January 27, 201115 yr So now the race is on, I wonder which will happen first: Scenario A) Tom rewrites unRAID's MD driver and we all get faster servers Scenario B) SSDs become large and cheap enough that we all replace our HDDs with SSDs and the MD driver rewrite becomes unnecessary I figure this race is on a multi-year scale. After all, Tom is hindered by mother nature's rotational latency as winter spins back into place allowing him to be "snowed in for a week with no internet access".
February 1, 201115 yr Scenario B) SSDs become large and cheap enough that we all replace our HDDs with SSDs I know that only a few years ago, flash devices had a rather limited life expectancy on write cycles. I presume that current technology will be somewhat better, but what is the life expectancy of an SSD vis-a-vis a conventional rotating magnetic disk?

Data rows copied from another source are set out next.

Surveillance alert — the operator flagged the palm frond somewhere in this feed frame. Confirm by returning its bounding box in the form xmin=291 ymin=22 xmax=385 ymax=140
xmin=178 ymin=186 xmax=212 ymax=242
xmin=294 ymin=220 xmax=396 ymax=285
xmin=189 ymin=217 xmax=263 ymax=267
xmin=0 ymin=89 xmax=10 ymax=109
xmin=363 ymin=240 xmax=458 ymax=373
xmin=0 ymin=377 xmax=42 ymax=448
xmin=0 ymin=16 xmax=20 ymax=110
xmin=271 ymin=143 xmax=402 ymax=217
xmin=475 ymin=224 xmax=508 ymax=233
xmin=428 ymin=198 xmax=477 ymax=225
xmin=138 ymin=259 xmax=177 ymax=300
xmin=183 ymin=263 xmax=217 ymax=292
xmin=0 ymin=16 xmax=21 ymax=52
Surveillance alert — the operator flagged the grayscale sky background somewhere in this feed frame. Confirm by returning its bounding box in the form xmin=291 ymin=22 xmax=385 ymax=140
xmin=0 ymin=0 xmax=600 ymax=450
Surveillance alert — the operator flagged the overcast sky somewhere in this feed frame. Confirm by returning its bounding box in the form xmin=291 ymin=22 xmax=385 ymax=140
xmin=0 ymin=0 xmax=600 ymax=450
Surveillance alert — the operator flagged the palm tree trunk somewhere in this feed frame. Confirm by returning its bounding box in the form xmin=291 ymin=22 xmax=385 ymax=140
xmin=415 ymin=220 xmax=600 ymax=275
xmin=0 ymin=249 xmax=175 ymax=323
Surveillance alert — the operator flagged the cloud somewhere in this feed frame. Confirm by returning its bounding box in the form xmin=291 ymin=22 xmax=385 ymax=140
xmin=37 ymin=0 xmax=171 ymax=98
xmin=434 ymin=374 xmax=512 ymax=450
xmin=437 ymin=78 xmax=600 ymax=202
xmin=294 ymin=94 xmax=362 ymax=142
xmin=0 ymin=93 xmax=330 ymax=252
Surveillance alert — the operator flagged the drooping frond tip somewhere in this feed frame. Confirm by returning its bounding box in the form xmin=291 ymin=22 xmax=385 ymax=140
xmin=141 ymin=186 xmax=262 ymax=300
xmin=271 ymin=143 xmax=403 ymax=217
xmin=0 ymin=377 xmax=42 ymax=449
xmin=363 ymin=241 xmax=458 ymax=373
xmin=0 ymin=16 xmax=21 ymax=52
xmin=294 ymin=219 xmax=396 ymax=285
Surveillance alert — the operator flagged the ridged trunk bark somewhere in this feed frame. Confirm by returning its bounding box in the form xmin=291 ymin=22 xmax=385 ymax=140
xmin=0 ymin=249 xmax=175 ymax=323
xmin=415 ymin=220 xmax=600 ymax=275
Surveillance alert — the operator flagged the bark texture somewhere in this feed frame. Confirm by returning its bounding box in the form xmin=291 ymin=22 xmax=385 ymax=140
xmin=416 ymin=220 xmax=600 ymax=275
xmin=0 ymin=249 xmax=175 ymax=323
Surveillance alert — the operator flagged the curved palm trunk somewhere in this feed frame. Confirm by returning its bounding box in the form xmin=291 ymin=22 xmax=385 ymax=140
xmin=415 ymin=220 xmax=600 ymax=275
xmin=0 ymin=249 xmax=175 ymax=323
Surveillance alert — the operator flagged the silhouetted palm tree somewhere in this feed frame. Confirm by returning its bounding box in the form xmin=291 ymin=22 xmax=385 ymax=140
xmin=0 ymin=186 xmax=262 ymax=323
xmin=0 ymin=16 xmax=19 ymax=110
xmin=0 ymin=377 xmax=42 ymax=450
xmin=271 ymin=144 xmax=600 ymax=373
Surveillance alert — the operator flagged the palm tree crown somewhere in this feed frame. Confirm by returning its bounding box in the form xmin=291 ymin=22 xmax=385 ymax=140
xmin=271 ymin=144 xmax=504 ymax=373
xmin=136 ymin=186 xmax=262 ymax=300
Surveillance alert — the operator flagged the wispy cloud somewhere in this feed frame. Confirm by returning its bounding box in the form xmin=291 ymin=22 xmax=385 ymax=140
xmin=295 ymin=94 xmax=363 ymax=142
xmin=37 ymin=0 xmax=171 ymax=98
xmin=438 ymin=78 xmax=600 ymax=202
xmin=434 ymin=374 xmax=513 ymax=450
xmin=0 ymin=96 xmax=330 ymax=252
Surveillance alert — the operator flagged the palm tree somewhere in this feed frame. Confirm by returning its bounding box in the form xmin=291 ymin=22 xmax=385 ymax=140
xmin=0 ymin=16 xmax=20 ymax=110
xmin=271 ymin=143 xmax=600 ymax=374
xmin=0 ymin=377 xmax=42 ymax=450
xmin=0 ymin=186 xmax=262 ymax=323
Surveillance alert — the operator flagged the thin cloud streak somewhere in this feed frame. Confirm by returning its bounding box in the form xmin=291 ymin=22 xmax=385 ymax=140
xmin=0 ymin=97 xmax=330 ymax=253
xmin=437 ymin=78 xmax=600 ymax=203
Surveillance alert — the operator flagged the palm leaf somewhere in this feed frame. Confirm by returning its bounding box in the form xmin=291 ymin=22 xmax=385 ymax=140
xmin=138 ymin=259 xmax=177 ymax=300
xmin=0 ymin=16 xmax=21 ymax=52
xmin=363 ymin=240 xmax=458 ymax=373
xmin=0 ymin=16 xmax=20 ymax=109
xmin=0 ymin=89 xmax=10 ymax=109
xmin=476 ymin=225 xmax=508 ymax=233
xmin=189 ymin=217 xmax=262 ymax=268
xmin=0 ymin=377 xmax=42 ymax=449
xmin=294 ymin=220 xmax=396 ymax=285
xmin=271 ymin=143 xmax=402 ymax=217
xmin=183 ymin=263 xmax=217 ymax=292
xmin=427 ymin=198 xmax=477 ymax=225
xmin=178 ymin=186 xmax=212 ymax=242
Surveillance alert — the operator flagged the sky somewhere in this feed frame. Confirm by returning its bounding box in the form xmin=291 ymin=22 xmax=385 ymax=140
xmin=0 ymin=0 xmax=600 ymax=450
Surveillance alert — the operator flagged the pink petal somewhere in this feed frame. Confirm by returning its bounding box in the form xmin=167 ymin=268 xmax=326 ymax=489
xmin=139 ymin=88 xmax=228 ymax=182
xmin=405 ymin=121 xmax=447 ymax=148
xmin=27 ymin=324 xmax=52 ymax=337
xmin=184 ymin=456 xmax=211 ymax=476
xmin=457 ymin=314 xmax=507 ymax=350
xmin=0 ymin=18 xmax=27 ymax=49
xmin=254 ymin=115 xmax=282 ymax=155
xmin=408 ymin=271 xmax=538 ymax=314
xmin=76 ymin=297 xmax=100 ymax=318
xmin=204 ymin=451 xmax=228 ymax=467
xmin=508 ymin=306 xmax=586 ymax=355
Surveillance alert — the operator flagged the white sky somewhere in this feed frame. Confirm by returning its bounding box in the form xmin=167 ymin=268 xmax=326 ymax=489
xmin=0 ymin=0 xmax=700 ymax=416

February 1, 201115 yr Scenario B) SSDs become large and cheap enough that we all replace our HDDs with SSDs I know that only a few years ago, flash devices had a rather limited life expectancy on write cycles. I presume that current technology will be somewhat better, but what is the life expectancy of an SSD vis-a-vis a conventional rotating magnetic disk? SSD have limited write cycles but the read lifetime is much higher. I typically write to a drive once and then read from it many many times. There are a few drives (Parity and Cache mostly) that get "beat up" by my usage pattern that I would not want to be SSD's at this point.